In 1984-85, I was working at a law office in Marysville. One of the attorneys there was working with the FOF on defending the suit that had been been filed by Sanders et al. I had access to privileged information, depositions, by which I learned what had “allegedly” been going on at the Blake Cottage/Galleria. I put “allegedly” in quotes because it was intuitively clear to me that these allegations were true.

I had lived in the Court of the Caravans in the late 1970s, before the Blake Cottage was torn down. I remember seeing young male students walking back and forth from the cottage on the road to the Lincoln Lodge, or outside my caravan window, cutting across the field in the small hours of the morning. At the time I thought nothing of it, but when I read the depositions, one of which was by a man I personally knew, it all started to fall into place. Prior to that, I had absolutely no idea what was going on. I remember thinking what a hypocrite Robert was, with all anti-infrasex exercises like “no sex before marriage” and “no relationships for one year after ending one.” I had thought he was celibate! Poor little fool, oh yeah, I was a fool, oh yeah.

I left in 1985, around the time MB [Miles Barth] left. I moved to the Bay Area where my parents had a home; I hadn’t severed all ties with them, fortunately. I got a job at a law firm in San Francisco, where another FOF student happened to work. Thank goodness for networking!

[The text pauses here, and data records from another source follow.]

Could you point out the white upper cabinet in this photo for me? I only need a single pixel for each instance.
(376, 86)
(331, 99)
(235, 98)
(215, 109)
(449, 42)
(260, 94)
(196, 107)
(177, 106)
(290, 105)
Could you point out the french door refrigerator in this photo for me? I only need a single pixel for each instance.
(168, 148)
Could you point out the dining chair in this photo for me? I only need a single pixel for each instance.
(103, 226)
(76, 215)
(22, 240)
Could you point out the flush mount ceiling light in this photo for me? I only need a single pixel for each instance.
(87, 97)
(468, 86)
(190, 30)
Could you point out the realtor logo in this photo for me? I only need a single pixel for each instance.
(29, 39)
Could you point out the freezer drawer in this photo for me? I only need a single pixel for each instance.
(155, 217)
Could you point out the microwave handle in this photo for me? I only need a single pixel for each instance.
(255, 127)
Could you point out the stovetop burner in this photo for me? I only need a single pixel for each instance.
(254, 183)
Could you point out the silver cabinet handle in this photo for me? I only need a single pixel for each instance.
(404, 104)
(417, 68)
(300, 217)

[Coincidentally with post #47 about the failed rocket launch today, I was working at this San Francisco law firm when the space shuttle Challenger exploded in January 1986. I remember the employees assembling in the conference room to watch the newscast, and the sense of deep sorrow and shock I felt, especially about Christa McAuliffe’s death. Another story….]

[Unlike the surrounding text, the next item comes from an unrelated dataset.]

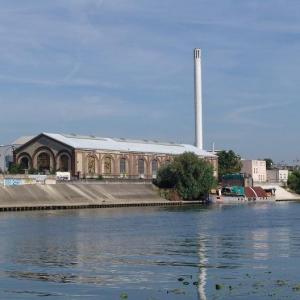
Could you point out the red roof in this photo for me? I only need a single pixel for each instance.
(255, 192)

MB held a large meeting for former students around that time (late 1985- early 1986?) He spoke to the group about his reasons for leaving, but I can’t recall what he said. Maybe what he said was, “I’m not going to talk about my reasons for leaving.” [ed. - Exactly.]

He announced that he intended to start a series of small groups if anyone was interested, to continue discussing the Fourth Way ideas that he felt had value, whatever could be salvaged from the wreckage, I guess. He seemed to want to continue teaching. I signed up for the groups and went to several meetings at MB’s apartment in San Francisco. This was extremely valuable to me as a way of processing the departure from the cult and maintaining some kind of connection with ideas I still believed were useful, and with people who shared an interest in them. Eventually I moved on.

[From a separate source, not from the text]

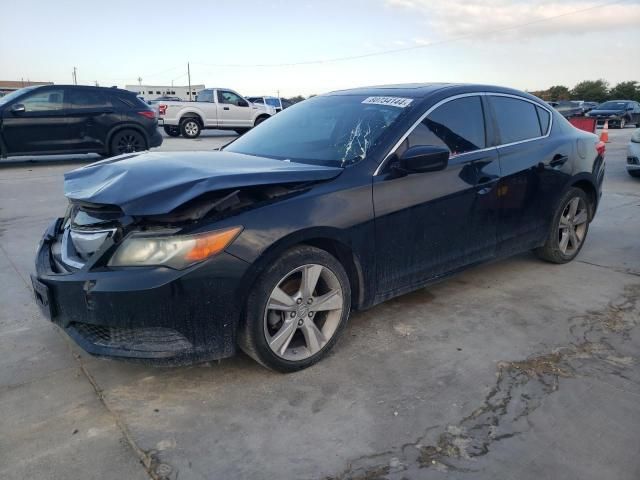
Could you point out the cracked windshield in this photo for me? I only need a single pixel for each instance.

In the mid-1990s, Stella started an email group for former members on a listserv (some of you Internet old-timers may remember what a listserv is!) There was a lot of material “processed” there as well. One project that grew out of Stella’s list was a chapbook of poetry by list members. It was called Virtual Exposure. I still have a copy of it. In 1995, someone from the toadhall list published a directory, with names, former names, and addresses, an interesting bit of FOF history and memorabilia, which I also still have.

Ames wrote above (#24): “We also admitted that, though we had new friends, they were few and far between, and even fewer with which one could have a conversation like we were having right then and at the level of what we felt we were communicating.”

That’s true for me too. You had to be there to really understand it. The ties run deep. Maybe that’s something many former cult members, and perhaps soldiers, survivors of concentration camps and other shared trauma, have in common.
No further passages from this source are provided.